Monday, July 18, 2016

The Upside of Down: Chapter 9

PUNISHMENT: Why Consistency Is the Secret to Breaking Bad Behavior

A.K.A. The Critic Would Both Like To Apologize For This Update But It's More Than The Chapter Deserves

The last two chapters of The Upside of Down present something of a challenge. Individually, they're very boring and add little to either the stated or unstated theses. Put them next to each other, on the hand, and you're mixing acids and bases. The incoherence is on full display here as McArdle is arguing completely contrary things in consecutive chapters. So in the name of keeping this interesting to read, I'm going to briefly touch upon the significant bits in Chapter 9 and then pick up the totality in the next post on Chapter 10.

Chapter 9 is hard for another reason, though - it's not really McArdle's work. Aside from a few little asides and the conclusion, this whole chapter is cribbed from the work of McArdle's bestie Mark Kleiman, probably from his book When Brute Force Fails. Most of it is about the parole system in Hawaii, which I'm sure is interesting to someone but is not what I expected. So instead of trying to address someone else's arguments and observations, I'm going to skip right to McArdle's immediate contribution.

This chapter is about how people must be punished swiftly and routinely to keep them in line. It's an amusing topic coming as it does after a chapter in which McArdle argued that the people who wrecked the world economy and prosecutors who put innocent people in jail shouldn't have to suffer too much. It's actually consistent, though, as this punishment should be reserved for people who violate the sacred Process. To wit, from the conclusion:
...there is a set of concrete principles we can take away. The first is that while normative errors - significant violations of the rules we live by ("by which we live," Ms. English major - Ed.) - should have consequences, those consequences should be as immediate as possible, but also as brief as possible. Doing the wrong thing should hurt, but it should not be crippling.
In other words, it probably wasn't right to fire Daniel Gallant for making an error on page four of Form XXJ-11A, but he should have gotten a good tongue lashing over it. That's the only way he'll learn to take the minutiae of the business bureaucracy seriously.
The third is that occasional mercy is not merciful.

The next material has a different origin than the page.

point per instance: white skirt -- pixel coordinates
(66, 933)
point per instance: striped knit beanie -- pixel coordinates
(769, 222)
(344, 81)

Whether you are "giving them a break" because you don't want to punish a good person for a single slip, or because you just can't face the effort needed to sanction them, what you are actually doing is breaking the link between their actions and the consequences that follow.
Obviously this is hilarious in light of some of the earlier chapters, and will seem even funnier in the next post. But I can also think of a model case that proves it right - one Megan McArdle.

As I've pointed out throughout this series, McArdle is bad at her job. She'll never admit to making any professional mistakes in The Upside of Down (I've looked ahead), but her history of poor judgment and haphazard thinking is well documented. Most people focus on the hilarious over-the-top stuff, but for this example I'd like to look at something a little boring but a lot more instructive, namely McArdle's failure to disclose anything until someone points out a conflict.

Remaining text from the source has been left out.